Consumer and mortgage lending "seem to be holding up well so far," he said in remarks at a Hoover Institution event, but the performance of these loans also "needs to be watched closely in light of the forbearance policymakers have encouraged and the possibility of a reduction in fiscal support for households."

"Interest rates are likely to remain low for quite some time, putting downward pressure on banks' net interest margins and their profitability more generally. The high level of corporate debt and elevated evaluations in commercial real estate going into the crisis, combined with prolonged uncertainties…could lead to higher-than-expected losses on loans," he said in Q&A.

FUNDING MARKETS DIAGNOSIS

In September the Fed extended the suspension of stock repurchases on large banks and capped their dividends into the fourth quarter. The Fed is conducting another round of stress tests, Quarles said, using two new severe downside scenarios published last month, and will release bank-specific results from both scenarios before the end of the year.
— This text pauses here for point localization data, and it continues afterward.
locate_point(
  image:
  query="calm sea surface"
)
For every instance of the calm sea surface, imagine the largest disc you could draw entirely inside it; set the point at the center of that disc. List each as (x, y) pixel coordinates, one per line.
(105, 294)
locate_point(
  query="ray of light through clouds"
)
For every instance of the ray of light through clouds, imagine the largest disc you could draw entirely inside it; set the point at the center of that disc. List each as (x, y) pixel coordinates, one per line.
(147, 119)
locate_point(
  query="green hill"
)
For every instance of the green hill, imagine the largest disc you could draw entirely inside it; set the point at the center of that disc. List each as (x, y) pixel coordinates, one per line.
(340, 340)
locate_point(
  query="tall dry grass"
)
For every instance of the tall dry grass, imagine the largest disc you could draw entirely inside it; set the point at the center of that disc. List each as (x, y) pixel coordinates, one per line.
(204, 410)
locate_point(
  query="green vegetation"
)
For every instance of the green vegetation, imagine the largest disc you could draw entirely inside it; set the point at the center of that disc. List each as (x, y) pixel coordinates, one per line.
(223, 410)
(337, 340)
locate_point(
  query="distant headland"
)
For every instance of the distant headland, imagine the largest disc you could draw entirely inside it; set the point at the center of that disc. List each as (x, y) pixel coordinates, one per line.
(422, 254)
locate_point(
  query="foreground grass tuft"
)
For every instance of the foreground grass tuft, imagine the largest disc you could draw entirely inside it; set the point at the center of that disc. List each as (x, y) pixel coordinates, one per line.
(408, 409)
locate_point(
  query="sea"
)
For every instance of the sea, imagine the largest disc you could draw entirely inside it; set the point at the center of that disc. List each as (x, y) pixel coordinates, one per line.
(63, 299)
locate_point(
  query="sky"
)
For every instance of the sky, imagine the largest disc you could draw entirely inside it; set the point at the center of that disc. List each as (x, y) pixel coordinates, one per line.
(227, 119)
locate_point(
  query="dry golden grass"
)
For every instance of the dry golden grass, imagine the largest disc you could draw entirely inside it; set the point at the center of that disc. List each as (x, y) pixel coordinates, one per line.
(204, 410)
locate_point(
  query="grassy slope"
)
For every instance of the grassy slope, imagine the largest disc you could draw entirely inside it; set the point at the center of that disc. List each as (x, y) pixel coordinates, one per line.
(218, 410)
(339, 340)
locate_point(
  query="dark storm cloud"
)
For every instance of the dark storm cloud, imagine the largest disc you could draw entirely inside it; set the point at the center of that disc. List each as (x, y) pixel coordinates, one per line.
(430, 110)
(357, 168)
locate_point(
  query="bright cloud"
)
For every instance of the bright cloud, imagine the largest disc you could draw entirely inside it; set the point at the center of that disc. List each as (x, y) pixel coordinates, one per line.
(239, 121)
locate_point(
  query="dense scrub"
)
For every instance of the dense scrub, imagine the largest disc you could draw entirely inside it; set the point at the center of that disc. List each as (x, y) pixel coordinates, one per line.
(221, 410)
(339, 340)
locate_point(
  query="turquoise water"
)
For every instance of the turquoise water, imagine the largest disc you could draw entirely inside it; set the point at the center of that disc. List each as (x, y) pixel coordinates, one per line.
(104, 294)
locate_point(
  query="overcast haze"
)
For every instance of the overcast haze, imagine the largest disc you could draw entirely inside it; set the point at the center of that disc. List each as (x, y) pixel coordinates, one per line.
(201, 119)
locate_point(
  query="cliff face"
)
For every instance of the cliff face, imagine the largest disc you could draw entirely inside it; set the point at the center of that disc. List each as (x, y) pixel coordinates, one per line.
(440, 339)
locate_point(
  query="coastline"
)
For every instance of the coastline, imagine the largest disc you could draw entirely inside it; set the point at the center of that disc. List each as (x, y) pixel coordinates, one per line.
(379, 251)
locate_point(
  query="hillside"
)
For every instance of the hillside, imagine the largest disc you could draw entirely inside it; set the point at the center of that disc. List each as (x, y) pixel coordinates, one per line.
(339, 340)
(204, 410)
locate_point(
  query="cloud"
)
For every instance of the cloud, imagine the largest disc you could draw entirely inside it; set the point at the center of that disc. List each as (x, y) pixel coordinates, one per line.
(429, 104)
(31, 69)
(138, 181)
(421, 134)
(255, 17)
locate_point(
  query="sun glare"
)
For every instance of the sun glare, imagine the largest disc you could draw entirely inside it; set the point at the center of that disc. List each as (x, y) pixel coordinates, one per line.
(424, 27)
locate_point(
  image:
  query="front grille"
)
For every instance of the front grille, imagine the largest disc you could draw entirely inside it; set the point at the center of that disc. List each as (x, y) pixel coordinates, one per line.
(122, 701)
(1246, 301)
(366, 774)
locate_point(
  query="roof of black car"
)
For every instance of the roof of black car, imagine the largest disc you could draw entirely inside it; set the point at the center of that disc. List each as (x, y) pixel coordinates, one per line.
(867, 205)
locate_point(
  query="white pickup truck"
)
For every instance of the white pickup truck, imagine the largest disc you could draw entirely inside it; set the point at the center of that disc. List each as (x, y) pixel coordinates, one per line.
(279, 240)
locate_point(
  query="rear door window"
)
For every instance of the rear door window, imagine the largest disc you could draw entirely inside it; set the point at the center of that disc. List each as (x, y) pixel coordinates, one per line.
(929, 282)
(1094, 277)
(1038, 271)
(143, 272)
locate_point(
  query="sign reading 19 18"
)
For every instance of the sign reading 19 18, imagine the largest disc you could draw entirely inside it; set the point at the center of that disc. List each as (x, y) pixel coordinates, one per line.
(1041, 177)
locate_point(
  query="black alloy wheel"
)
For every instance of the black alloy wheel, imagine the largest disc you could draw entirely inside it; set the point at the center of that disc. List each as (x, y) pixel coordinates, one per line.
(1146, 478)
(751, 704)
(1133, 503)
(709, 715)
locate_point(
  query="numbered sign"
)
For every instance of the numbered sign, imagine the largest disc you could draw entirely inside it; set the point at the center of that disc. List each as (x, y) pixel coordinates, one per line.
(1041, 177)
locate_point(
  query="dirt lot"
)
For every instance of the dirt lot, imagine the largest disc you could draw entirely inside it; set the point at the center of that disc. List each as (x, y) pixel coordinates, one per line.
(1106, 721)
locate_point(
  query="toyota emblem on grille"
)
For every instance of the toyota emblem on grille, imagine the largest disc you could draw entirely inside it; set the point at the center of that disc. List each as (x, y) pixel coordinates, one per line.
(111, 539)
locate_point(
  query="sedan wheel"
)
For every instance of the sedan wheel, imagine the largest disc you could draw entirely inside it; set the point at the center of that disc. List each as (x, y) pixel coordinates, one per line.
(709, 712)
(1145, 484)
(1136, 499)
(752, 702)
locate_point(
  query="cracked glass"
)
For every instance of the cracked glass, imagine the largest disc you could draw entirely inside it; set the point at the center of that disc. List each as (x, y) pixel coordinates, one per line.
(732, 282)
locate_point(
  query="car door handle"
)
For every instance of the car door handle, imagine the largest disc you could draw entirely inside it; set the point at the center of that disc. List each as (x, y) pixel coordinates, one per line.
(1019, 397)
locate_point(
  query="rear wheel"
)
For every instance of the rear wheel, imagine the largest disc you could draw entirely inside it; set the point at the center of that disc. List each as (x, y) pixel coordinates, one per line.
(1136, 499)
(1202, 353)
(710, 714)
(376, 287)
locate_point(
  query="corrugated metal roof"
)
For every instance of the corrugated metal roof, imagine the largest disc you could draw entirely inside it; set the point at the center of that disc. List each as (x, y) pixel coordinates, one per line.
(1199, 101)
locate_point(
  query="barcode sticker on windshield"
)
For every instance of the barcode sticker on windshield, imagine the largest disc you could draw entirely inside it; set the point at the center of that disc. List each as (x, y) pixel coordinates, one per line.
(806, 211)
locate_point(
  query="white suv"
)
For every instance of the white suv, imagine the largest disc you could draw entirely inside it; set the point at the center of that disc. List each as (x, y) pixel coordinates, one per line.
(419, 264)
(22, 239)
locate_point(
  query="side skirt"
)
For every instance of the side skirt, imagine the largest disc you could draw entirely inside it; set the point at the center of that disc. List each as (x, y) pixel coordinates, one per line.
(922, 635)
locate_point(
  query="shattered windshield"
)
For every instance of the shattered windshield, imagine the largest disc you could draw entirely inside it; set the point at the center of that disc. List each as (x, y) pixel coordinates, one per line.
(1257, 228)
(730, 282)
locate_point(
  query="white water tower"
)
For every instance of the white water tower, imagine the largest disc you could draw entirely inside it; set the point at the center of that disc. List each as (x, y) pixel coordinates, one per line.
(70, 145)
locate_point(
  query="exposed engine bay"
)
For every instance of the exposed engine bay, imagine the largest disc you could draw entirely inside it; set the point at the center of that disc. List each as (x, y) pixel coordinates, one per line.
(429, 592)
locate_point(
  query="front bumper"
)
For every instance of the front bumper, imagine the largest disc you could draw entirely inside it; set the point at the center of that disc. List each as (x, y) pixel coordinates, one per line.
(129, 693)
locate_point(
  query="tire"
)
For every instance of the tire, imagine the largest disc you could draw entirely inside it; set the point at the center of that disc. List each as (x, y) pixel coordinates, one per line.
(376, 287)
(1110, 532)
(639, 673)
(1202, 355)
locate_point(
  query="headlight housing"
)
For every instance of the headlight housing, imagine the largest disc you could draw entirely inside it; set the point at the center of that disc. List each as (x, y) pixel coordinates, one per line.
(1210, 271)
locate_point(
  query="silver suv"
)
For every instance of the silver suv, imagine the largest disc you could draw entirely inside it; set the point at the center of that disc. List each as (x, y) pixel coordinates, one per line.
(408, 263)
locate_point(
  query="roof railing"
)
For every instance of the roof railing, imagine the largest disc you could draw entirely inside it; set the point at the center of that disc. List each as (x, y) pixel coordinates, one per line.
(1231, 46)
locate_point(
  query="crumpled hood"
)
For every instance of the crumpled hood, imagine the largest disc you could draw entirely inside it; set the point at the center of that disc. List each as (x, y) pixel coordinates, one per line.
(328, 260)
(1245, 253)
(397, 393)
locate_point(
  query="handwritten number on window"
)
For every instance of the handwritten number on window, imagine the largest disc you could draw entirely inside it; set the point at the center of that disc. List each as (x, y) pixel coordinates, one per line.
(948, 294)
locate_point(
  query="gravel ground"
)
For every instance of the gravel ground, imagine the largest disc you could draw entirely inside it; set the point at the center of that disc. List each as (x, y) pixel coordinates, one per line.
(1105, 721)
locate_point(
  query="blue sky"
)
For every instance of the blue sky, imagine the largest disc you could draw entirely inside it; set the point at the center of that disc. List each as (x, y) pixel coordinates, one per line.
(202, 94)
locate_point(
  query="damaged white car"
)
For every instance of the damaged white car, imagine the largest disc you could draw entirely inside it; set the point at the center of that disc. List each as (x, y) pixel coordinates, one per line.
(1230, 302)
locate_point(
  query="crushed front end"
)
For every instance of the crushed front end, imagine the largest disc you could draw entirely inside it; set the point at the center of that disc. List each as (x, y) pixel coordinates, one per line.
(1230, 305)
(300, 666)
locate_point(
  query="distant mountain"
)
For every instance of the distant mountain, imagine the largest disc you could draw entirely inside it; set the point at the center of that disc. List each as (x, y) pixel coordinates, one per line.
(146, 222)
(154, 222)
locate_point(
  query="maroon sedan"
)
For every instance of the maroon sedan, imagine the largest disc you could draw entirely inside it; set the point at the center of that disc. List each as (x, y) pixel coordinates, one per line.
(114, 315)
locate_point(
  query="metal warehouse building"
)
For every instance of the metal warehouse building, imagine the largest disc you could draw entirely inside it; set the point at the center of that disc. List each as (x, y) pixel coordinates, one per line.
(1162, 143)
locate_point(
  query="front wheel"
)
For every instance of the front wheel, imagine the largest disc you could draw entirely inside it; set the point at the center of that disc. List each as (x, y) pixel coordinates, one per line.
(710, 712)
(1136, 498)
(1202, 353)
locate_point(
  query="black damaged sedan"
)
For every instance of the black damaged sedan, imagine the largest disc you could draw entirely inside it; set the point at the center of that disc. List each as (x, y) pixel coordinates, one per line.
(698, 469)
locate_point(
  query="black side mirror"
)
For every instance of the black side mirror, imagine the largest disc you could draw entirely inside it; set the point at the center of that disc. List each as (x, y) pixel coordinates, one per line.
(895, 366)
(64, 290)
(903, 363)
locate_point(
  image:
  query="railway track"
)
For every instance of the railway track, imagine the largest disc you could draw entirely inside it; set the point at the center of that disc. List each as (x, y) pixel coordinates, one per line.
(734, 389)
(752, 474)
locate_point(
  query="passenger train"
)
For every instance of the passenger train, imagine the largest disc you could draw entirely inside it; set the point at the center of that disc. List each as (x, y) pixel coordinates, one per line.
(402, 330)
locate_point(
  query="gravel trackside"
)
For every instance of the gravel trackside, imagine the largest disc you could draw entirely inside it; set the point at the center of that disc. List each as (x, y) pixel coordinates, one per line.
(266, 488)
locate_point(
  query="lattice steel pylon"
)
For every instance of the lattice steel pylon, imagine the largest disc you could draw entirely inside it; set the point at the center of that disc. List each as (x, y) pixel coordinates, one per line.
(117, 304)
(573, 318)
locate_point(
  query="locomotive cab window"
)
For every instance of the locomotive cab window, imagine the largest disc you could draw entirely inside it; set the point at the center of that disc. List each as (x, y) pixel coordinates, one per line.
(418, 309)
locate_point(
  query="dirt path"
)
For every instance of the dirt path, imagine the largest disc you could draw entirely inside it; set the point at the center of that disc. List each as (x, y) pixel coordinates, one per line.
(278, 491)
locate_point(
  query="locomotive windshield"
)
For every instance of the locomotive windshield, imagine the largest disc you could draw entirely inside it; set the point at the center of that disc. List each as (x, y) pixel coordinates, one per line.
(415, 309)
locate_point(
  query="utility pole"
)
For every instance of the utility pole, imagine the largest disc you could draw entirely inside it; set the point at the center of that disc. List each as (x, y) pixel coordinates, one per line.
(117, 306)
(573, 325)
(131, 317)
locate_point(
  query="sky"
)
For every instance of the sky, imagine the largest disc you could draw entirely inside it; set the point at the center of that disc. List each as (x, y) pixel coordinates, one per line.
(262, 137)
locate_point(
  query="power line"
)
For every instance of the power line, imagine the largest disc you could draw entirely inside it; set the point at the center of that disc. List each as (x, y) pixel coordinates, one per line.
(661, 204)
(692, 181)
"We want to make sure that our supervisory and regulatory actions do not exacerbate the fallout from what was the most extreme deterioration in economic conditions on record," Quarles said.

The Fed has made progress in diagnosing why markets seized up earlier this year, he said, adding he's not ready to put the blame on any specific part of an integrated financial system and will turn over some results at a G20 meeting next month. The problem spots included "vulnerabilities in money market funds (as I discussed earlier); dealers' capacity and willingness to intermediate; market structure in the core government bond markets and, potentially, the role of leveraged investors; and fragilities in US dollar cross-border funding," he said.